В реабилитационном центре все в каком-то смысле были выжившими, и во время кофе и пирожных он слышал, как другие обменивались историями о своих инфарктах, катетерах, сердечных клапанах и сломанных ребрах – не так уж отличается от разговоров собачников о своих питомцах или его одноклассников о компьютерных играх. Но единственным, кто вспоминал о смерти, был тот самый водитель грузовика.
– Он был верующим? – спрашиваю я.
– Это помогло бы объяснить его воспоминания? – спрашивает сын в ответ.
– Думаю, дело скорее в том, какие участки мозга остаются активными, – отвечаю я, предлагая физиологическое объяснение его воспоминаниям.
– Значит, в какой-то момент сознание все равно исчезает?
– Это не самое худшее, – говорю я.
– В смысле?
– Мне кажется, что утешительно знать, что хуже небытия ничего быть не может.
– Ни сознания, ничего?
– Может, это и есть рай.
Сын, которому Бог не явился, все же задает вопрос об аде.
Отвечаю, что не думаю о нем.
– Почему?
– Скорее нам стоит приготовиться к чистилищу – возможно, тому состоянию, которое ты испытал во время аварии, когда вся твоя жизнь за одно мгновение проносится перед глазами. Лучше бы мы старались жить достойно, иначе этот фильм станет мучением. А Бог, который бы вечно наказывал, не мог бы быть любящим. Впрочем, это и есть надежда в каждом земном конфликте.
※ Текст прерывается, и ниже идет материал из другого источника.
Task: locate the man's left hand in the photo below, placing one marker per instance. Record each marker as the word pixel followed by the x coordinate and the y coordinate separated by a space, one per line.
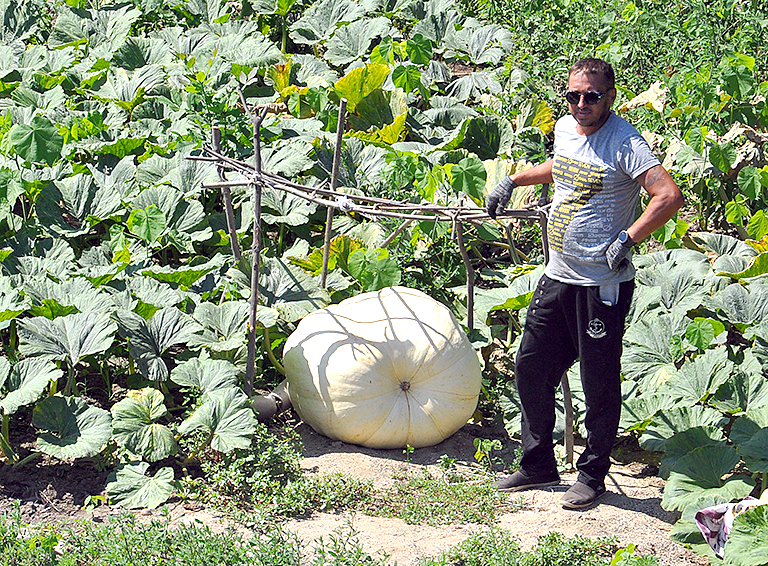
pixel 616 254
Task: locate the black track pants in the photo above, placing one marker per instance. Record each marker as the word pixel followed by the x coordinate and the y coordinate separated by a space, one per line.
pixel 565 323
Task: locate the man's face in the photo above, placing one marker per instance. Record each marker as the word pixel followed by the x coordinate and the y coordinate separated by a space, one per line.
pixel 590 117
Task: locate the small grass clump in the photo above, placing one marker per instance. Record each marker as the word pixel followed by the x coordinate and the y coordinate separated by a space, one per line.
pixel 438 500
pixel 267 478
pixel 126 542
pixel 497 547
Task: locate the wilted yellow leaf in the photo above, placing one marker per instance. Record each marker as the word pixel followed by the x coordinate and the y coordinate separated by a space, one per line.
pixel 655 97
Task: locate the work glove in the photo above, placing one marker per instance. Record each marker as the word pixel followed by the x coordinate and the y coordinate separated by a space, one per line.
pixel 499 196
pixel 616 254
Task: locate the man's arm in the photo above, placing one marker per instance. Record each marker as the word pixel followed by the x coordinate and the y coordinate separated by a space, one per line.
pixel 499 197
pixel 666 199
pixel 537 175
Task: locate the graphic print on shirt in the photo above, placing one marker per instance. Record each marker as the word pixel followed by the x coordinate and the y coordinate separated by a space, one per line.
pixel 585 181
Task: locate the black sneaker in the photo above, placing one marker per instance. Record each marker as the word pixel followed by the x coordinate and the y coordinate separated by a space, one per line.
pixel 519 481
pixel 580 496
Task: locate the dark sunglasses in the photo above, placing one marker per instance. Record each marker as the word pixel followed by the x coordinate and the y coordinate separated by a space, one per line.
pixel 590 97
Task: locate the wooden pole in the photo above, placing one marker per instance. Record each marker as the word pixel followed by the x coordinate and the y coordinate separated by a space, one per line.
pixel 334 184
pixel 255 256
pixel 227 196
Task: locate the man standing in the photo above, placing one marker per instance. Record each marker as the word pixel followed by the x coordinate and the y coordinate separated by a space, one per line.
pixel 579 305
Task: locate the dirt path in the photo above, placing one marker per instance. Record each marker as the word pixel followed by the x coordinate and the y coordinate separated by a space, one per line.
pixel 630 510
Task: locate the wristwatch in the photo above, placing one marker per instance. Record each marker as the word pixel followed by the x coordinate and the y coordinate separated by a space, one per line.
pixel 625 240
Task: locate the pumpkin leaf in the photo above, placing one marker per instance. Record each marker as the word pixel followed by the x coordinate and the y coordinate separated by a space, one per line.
pixel 699 473
pixel 684 442
pixel 699 378
pixel 374 269
pixel 468 176
pixel 130 487
pixel 289 290
pixel 207 374
pixel 319 21
pixel 37 142
pixel 149 339
pixel 351 42
pixel 755 451
pixel 226 415
pixel 669 422
pixel 25 383
pixel 147 223
pixel 748 539
pixel 70 337
pixel 71 428
pixel 361 82
pixel 134 425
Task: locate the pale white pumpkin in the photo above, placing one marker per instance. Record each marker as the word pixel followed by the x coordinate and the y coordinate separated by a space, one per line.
pixel 383 369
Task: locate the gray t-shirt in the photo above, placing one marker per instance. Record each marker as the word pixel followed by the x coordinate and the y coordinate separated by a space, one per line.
pixel 595 198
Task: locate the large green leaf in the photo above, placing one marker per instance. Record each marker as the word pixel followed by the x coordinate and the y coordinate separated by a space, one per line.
pixel 648 357
pixel 149 339
pixel 684 442
pixel 206 374
pixel 374 269
pixel 486 44
pixel 225 325
pixel 755 451
pixel 699 378
pixel 748 539
pixel 289 290
pixel 281 207
pixel 669 422
pixel 130 487
pixel 744 428
pixel 71 206
pixel 700 473
pixel 319 21
pixel 181 214
pixel 487 136
pixel 746 390
pixel 226 415
pixel 351 42
pixel 743 305
pixel 25 383
pixel 147 223
pixel 288 158
pixel 468 176
pixel 135 426
pixel 106 27
pixel 361 82
pixel 38 142
pixel 12 302
pixel 70 337
pixel 71 428
pixel 11 188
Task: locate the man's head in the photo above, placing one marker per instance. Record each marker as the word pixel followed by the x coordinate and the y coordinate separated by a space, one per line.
pixel 590 94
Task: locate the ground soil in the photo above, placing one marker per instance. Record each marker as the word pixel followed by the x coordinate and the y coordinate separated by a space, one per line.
pixel 630 510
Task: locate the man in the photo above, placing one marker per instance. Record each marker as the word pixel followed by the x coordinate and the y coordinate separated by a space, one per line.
pixel 579 305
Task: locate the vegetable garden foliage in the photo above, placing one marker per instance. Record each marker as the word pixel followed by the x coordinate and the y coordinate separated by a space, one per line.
pixel 116 275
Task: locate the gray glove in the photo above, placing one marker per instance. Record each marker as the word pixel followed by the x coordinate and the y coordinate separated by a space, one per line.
pixel 499 196
pixel 616 254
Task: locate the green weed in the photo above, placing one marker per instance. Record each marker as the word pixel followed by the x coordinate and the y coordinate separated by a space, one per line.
pixel 452 498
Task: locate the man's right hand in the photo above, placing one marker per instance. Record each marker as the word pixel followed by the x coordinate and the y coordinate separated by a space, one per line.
pixel 499 196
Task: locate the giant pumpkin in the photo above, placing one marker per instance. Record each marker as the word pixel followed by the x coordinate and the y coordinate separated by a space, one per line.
pixel 383 369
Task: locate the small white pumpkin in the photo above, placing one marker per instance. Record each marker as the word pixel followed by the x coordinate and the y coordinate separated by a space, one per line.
pixel 383 369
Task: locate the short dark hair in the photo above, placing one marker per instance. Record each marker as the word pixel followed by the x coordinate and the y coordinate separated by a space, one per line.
pixel 591 66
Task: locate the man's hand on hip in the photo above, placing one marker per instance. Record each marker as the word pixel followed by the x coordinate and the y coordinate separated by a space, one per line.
pixel 616 254
pixel 499 196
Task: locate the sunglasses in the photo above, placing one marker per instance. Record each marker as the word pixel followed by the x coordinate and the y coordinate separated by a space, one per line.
pixel 590 97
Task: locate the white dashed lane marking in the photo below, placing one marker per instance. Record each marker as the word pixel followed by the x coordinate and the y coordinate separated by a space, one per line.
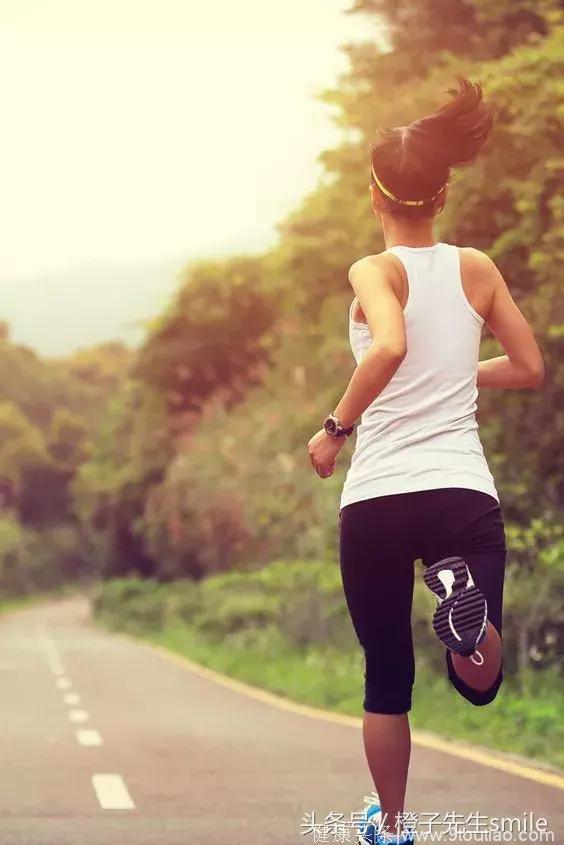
pixel 88 737
pixel 78 716
pixel 112 792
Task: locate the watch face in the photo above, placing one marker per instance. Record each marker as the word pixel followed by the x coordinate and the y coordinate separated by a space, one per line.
pixel 330 425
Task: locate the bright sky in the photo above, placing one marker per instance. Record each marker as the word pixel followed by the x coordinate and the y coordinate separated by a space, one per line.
pixel 141 130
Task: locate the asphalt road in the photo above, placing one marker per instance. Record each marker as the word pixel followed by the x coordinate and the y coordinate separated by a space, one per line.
pixel 105 741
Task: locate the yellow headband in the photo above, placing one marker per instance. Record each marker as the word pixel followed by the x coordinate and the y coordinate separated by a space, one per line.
pixel 389 194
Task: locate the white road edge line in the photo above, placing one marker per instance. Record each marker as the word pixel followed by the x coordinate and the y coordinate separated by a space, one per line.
pixel 112 792
pixel 89 737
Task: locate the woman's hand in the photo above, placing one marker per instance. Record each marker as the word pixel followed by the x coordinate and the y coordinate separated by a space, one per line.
pixel 323 451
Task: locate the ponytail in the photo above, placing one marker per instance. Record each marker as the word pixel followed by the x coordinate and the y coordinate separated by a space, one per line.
pixel 411 165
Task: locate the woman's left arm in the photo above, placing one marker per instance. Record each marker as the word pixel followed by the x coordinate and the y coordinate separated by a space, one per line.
pixel 371 279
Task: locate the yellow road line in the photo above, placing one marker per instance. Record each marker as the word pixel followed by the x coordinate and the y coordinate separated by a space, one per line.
pixel 456 749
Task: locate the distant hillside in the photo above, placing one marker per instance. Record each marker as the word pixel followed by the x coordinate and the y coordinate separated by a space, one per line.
pixel 58 313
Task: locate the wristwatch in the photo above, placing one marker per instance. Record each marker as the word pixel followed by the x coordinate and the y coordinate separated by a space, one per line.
pixel 333 427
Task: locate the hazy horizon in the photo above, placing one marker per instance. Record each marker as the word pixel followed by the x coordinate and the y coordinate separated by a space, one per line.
pixel 137 137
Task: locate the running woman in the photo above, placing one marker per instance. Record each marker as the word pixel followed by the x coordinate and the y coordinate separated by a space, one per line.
pixel 419 486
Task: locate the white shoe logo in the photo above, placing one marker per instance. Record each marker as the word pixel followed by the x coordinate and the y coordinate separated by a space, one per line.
pixel 446 577
pixel 451 626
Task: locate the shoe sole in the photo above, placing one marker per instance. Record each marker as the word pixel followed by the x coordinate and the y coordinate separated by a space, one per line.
pixel 460 619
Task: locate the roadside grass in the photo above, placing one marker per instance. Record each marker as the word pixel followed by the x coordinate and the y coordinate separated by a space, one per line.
pixel 285 629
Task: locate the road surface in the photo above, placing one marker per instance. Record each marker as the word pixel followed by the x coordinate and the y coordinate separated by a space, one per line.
pixel 105 741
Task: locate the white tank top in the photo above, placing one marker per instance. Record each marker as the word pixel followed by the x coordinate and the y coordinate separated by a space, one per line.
pixel 421 432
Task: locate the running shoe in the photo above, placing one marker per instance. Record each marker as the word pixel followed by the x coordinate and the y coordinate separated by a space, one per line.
pixel 461 617
pixel 406 837
pixel 369 820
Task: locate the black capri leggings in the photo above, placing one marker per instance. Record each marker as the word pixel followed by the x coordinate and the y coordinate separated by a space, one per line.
pixel 380 538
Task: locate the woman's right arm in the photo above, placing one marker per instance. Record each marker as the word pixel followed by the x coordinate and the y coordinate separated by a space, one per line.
pixel 522 365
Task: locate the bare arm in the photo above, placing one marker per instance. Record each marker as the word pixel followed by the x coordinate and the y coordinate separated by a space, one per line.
pixel 371 280
pixel 522 365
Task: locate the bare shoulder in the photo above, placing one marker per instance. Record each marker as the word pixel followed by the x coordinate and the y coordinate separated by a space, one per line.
pixel 476 264
pixel 382 263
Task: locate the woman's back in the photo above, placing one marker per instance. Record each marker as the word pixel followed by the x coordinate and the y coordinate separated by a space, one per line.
pixel 421 432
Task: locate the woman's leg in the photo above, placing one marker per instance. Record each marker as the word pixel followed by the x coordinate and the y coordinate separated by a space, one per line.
pixel 377 571
pixel 387 744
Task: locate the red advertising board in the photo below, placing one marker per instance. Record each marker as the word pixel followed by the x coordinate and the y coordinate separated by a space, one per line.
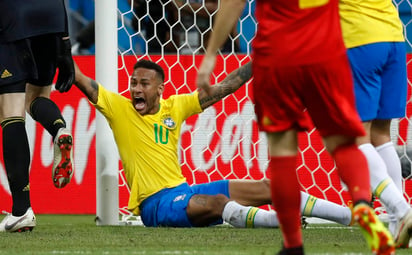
pixel 221 143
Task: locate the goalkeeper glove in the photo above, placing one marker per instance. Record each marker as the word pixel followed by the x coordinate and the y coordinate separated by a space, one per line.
pixel 65 65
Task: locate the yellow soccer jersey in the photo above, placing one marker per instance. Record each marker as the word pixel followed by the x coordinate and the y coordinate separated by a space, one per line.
pixel 148 145
pixel 369 21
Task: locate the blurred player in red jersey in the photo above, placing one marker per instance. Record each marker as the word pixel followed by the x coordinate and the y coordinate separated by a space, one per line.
pixel 302 74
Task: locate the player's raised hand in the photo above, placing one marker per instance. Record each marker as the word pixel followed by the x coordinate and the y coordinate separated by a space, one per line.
pixel 205 70
pixel 65 65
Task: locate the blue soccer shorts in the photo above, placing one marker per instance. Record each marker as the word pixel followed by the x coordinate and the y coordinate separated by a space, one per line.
pixel 380 79
pixel 168 207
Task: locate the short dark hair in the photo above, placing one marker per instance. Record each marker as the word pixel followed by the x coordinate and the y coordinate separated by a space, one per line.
pixel 144 63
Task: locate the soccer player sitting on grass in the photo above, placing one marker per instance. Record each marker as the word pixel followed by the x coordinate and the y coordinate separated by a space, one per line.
pixel 159 191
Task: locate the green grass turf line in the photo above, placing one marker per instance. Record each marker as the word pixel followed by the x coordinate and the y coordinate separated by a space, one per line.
pixel 78 234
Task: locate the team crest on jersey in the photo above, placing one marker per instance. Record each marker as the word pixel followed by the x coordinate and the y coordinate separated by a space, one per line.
pixel 168 122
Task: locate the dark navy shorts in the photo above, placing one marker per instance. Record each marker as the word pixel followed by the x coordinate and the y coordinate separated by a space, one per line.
pixel 31 60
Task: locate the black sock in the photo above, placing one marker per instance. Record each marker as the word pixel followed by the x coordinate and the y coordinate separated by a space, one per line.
pixel 46 112
pixel 16 156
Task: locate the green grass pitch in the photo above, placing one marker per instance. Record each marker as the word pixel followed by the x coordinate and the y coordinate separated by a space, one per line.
pixel 78 234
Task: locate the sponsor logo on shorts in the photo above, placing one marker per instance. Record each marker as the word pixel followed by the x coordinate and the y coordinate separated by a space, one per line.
pixel 6 74
pixel 179 198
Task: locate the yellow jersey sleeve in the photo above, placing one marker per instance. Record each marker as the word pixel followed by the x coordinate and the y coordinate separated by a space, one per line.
pixel 369 21
pixel 148 144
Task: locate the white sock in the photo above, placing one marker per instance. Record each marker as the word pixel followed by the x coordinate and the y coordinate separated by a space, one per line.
pixel 248 217
pixel 388 153
pixel 382 185
pixel 315 207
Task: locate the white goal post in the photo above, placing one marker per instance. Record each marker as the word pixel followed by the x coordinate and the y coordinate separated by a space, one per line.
pixel 107 176
pixel 221 143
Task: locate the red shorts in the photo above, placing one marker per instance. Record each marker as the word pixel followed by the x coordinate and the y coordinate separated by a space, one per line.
pixel 294 96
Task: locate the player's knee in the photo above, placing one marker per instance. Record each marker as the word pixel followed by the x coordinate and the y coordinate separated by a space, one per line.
pixel 218 203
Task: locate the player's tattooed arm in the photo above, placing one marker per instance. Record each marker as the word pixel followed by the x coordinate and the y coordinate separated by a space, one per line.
pixel 226 87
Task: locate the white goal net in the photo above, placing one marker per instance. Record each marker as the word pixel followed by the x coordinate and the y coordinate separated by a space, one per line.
pixel 224 142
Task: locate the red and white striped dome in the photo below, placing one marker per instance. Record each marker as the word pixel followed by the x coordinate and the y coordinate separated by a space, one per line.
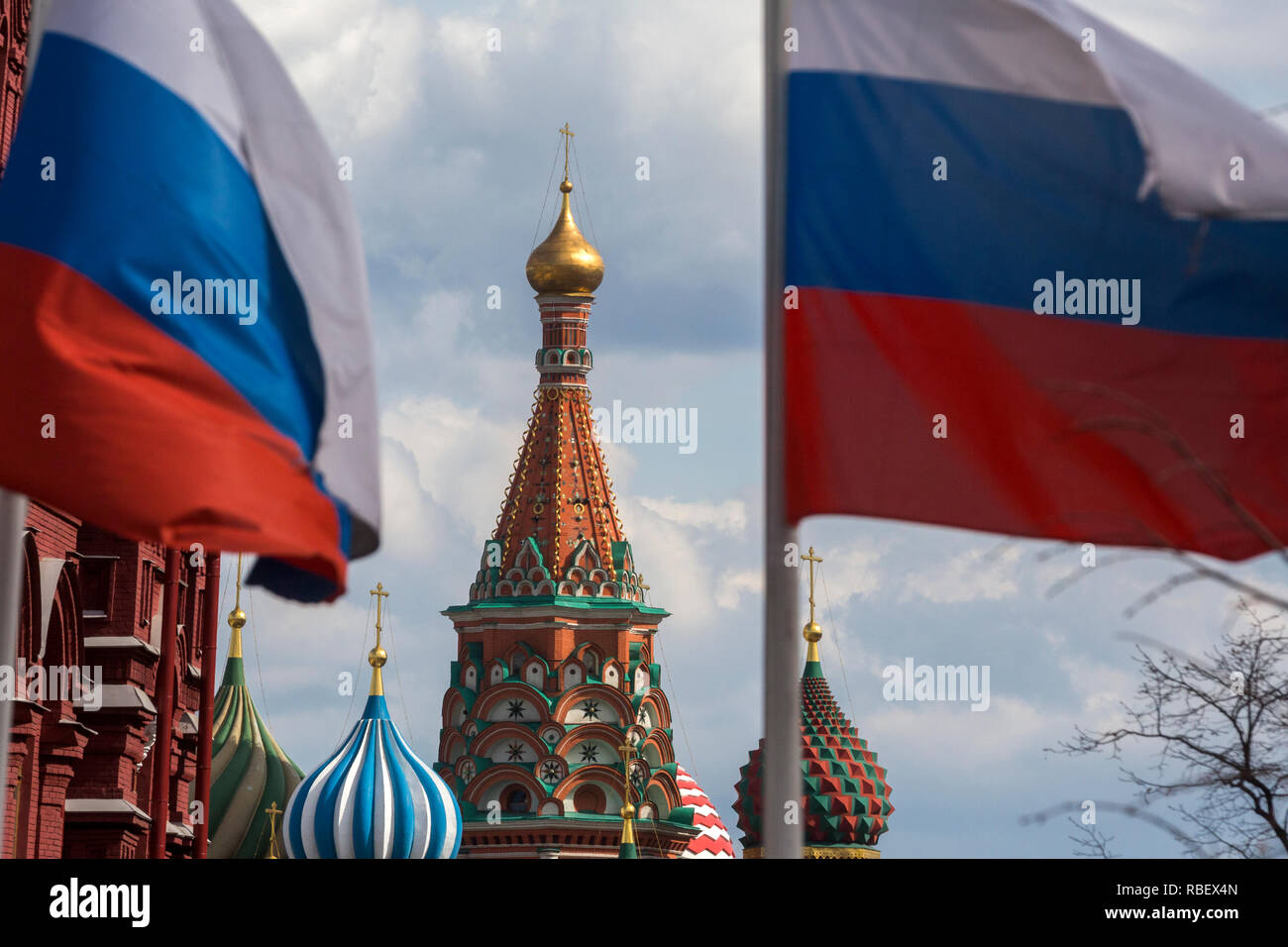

Оставшийся вечер мы больше не обсуждаем проблемы (как будто метафизика – это вообще проблема), просто болтаем и дурачимся. После ужина идем к моему отцу, у которого на этой неделе поселилась молодая пара из Афганистана. Это было спасение, настоящее спасение, благодарит меня молодая женщина чуть ли не со слезами на глазах – мол, я не могу себе представить, насколько ужасно было в приюте: теснота, наркотики, преступность. А я ведь не сделала почти ничего: просто заполнила заявление, показала комнату и – что было не так уж мало – уговорила отца.
Его смех увлекает меня вдоль края платформы, заставляет ускорять шаг, и вот я уже бегу между отходящим поездом и ожидающими на перроне людьми, мы все еще видим друг друга через окно, и он, кажется, искренне удивлен, почти растроган тем, что его мать – такой простодушный ребенок. Без преувеличений можно сказать, что смех ребенка стоит жизни матери.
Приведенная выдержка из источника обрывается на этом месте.